Hasılı, Türkiye’nin ‘bir gece ansızın gelebilirim’ başlıklı son Ortadoğu politika hamleleri ‘birlikte hareket edelim’ dediği ABD ve Rusya tarafından pek hoş karşılanmışa benzemiyor. IŞİD’e karşı mücadelede bölgedeki en güçlü müttefiklerinin Türkiye’den ziyade Kürtler olduğunu, gerek yan yana fotoğraf vererek, gerek sınırda bir arada nöbet tutarak, farklı pozisyonlarda açık etmekte bir sakınca görmedikleri de açık.
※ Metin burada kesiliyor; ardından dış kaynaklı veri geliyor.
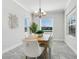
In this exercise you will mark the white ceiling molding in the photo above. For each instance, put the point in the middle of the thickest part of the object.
(21, 5)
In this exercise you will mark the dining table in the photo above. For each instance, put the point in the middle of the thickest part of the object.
(43, 42)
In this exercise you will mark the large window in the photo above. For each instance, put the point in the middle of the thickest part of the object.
(47, 24)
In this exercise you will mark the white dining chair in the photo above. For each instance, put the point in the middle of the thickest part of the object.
(32, 48)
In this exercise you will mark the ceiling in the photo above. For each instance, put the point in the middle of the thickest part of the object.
(47, 5)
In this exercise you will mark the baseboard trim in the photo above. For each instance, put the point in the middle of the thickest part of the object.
(10, 48)
(71, 48)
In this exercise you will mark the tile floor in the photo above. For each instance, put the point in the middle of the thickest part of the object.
(59, 50)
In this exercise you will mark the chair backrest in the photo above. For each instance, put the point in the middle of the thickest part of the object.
(31, 48)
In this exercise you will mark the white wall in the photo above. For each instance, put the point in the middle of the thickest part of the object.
(58, 18)
(58, 30)
(11, 38)
(71, 41)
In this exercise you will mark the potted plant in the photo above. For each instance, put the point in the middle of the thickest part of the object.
(33, 28)
(40, 33)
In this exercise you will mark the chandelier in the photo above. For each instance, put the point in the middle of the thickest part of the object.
(40, 12)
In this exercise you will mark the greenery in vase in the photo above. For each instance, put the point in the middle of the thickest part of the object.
(40, 32)
(33, 28)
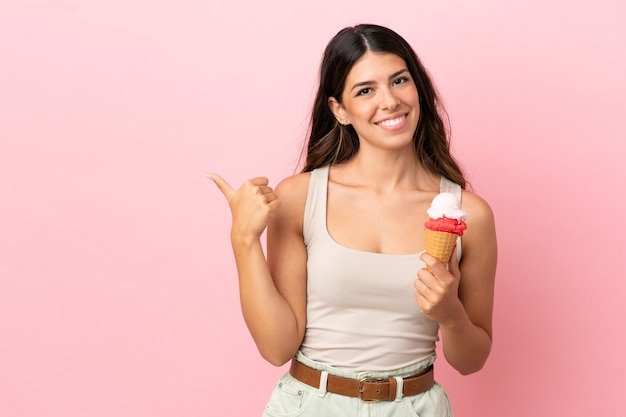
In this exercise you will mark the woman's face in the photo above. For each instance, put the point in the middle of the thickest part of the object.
(380, 101)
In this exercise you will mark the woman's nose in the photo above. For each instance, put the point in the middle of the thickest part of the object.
(388, 100)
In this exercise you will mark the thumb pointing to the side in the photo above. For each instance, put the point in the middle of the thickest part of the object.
(221, 183)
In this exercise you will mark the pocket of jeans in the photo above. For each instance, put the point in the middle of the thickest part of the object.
(432, 403)
(287, 399)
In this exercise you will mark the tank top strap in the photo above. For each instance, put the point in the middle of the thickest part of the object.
(315, 207)
(448, 186)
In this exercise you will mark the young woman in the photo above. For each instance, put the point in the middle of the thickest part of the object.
(344, 292)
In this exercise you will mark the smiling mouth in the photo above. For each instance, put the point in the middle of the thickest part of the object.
(392, 122)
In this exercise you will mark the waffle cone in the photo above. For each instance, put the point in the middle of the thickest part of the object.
(440, 244)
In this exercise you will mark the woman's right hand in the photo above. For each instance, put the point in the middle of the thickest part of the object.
(251, 206)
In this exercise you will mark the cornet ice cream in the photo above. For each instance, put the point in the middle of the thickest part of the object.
(445, 224)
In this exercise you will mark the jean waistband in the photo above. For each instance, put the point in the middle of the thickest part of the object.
(408, 370)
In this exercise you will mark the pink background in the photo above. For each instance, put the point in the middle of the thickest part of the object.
(118, 293)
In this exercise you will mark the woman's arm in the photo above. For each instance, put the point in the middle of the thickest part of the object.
(272, 292)
(461, 298)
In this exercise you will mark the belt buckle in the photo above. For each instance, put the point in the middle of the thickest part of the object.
(371, 381)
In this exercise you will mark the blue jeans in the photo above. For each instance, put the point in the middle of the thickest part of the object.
(292, 398)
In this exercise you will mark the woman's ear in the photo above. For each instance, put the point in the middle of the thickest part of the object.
(338, 110)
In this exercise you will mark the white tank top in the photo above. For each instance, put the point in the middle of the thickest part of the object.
(361, 308)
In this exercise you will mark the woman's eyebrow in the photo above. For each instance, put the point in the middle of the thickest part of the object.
(365, 83)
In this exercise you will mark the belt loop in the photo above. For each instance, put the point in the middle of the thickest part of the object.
(399, 388)
(323, 383)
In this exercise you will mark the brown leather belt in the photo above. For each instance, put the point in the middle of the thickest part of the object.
(367, 389)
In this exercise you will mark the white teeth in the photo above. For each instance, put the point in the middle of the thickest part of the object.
(392, 122)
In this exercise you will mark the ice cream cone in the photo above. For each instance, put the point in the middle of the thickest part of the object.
(440, 244)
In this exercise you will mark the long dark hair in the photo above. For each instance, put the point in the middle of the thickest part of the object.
(329, 142)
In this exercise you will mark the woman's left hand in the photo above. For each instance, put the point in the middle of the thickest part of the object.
(437, 293)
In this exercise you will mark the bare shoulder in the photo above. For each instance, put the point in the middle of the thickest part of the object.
(478, 210)
(294, 189)
(479, 240)
(292, 193)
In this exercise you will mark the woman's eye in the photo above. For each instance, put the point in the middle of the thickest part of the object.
(400, 80)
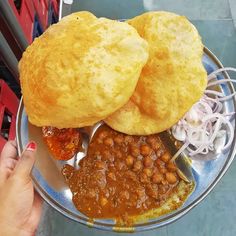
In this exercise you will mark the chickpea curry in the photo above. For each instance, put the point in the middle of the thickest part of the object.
(122, 175)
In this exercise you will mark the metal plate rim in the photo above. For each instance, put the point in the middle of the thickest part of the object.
(136, 228)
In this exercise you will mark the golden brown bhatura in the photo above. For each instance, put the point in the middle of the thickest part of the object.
(81, 70)
(172, 80)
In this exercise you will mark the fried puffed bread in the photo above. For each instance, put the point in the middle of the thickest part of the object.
(172, 80)
(80, 70)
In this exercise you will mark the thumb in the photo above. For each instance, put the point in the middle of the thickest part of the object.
(26, 161)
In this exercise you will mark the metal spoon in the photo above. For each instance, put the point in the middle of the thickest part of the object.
(182, 161)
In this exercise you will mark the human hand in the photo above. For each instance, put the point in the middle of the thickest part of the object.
(20, 205)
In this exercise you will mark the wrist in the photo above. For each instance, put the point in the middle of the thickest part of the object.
(7, 230)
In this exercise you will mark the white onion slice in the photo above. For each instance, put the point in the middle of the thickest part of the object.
(202, 127)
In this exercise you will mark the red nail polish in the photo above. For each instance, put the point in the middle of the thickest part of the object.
(31, 146)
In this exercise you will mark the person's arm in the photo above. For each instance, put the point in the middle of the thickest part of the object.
(20, 205)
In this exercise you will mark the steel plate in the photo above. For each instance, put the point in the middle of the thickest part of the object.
(50, 184)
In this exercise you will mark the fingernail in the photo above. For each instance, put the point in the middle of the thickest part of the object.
(31, 146)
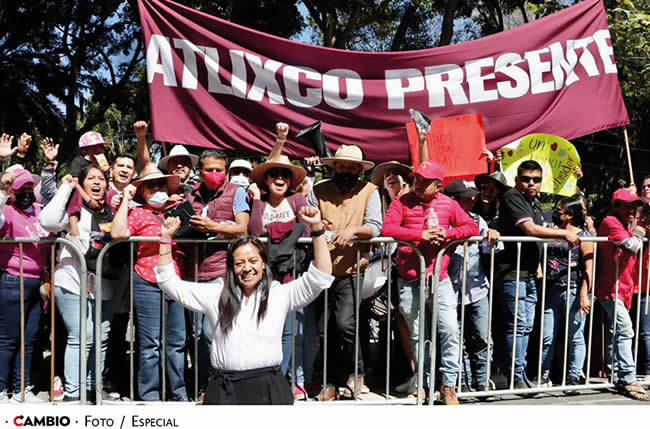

Rakka’nın IŞİD’den temizlenmesi önemli olduğu kadar, bu zaferde en büyük rolü kimin üstleneceği de, dünya siyasetinin bundan sonraki seyrinde bir o kadar mühim olacak. Erdoğan’ın engellemekte zorlandığı asıl ‘kabus’, Kürtlerin olası Rakka başarısı sonrası Suriye’de alan genişletmesi ve dünyayı büyük bir beladan kurtaran kahraman meşruiyetine kavuşması. Ancak mesele şu ki, sınırları içinde Kürt sorununu çözememiş ve bu yüzden yıllardır kendini sonuçsuz bir savaşa mahkum etmiş bir ülke olarak; ‘üst akıl’ la pazarlıkta elimiz biraz zayıf. İçerisi yangın yeriyken dışarısı güllük olmuyor. Dünya elde silah koştururken, kimse hapishaneden yazılan şiirin bölücülüğünü duymuyor. Günü geldi, barış artık kendini dayatıyor.